Regression adjustment in completely randomized experiments with a diverging number of covariates

Randomized experiments have become important tools in empirical research. In a completely randomized treatment-control experiment, the simple difference in means of the outcome is unbiased for the average treatment effect, and covariate adjustment can further improve the efficiency without assuming a correctly specified outcome model. In modern applications, experimenters often have access to many covariates, motivating the need for a theory of covariate adjustment under the asymptotic regime with a diverging number of covariates.
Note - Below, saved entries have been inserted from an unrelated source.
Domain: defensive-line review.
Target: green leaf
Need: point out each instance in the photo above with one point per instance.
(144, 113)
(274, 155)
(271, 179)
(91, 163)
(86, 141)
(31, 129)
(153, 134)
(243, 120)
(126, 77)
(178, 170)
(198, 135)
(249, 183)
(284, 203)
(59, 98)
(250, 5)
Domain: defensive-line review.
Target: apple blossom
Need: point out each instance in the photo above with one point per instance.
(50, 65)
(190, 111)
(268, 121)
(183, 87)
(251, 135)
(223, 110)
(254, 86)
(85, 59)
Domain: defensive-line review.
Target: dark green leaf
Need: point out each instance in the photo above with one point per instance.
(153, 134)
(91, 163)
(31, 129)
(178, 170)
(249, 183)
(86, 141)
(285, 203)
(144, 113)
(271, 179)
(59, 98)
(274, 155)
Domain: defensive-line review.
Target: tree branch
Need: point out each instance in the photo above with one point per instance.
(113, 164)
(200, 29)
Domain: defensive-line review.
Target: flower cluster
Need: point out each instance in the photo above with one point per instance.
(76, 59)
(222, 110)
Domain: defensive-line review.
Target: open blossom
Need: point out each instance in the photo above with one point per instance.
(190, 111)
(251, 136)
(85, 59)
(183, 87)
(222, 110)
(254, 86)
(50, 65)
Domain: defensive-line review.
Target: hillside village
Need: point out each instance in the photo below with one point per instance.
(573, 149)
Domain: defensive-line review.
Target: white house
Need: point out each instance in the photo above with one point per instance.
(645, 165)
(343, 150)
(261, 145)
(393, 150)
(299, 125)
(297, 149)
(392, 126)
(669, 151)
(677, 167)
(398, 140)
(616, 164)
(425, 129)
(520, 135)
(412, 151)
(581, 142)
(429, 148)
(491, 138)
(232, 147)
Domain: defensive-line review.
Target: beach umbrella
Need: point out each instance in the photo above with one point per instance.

We study the asymptotic properties of covariate adjustment under the potential outcomes model and propose a bias-corrected estimator that is consistent and asymptotically normal under weaker conditions. Our theory is based purely on randomization without imposing any parametric outcome model assumptions. To prove the theoretical results, we develop novel vector and matrix concentration inequalities for sampling without replacement.

Automated summary

Randomized experiments are important in empirical research. Covariate adjustment improves efficiency without assuming a correctly specified outcome model in modern applications. The study of covariate adjustment under the potential outcomes model proposes a bias-corrected estimator that is consistent and asymptotically normal under weaker conditions, based purely on randomization without any parametric outcome model assumptions. To prove the theoretical results, novel vector and matrix concentration inequalities for sampling without replacement are developed.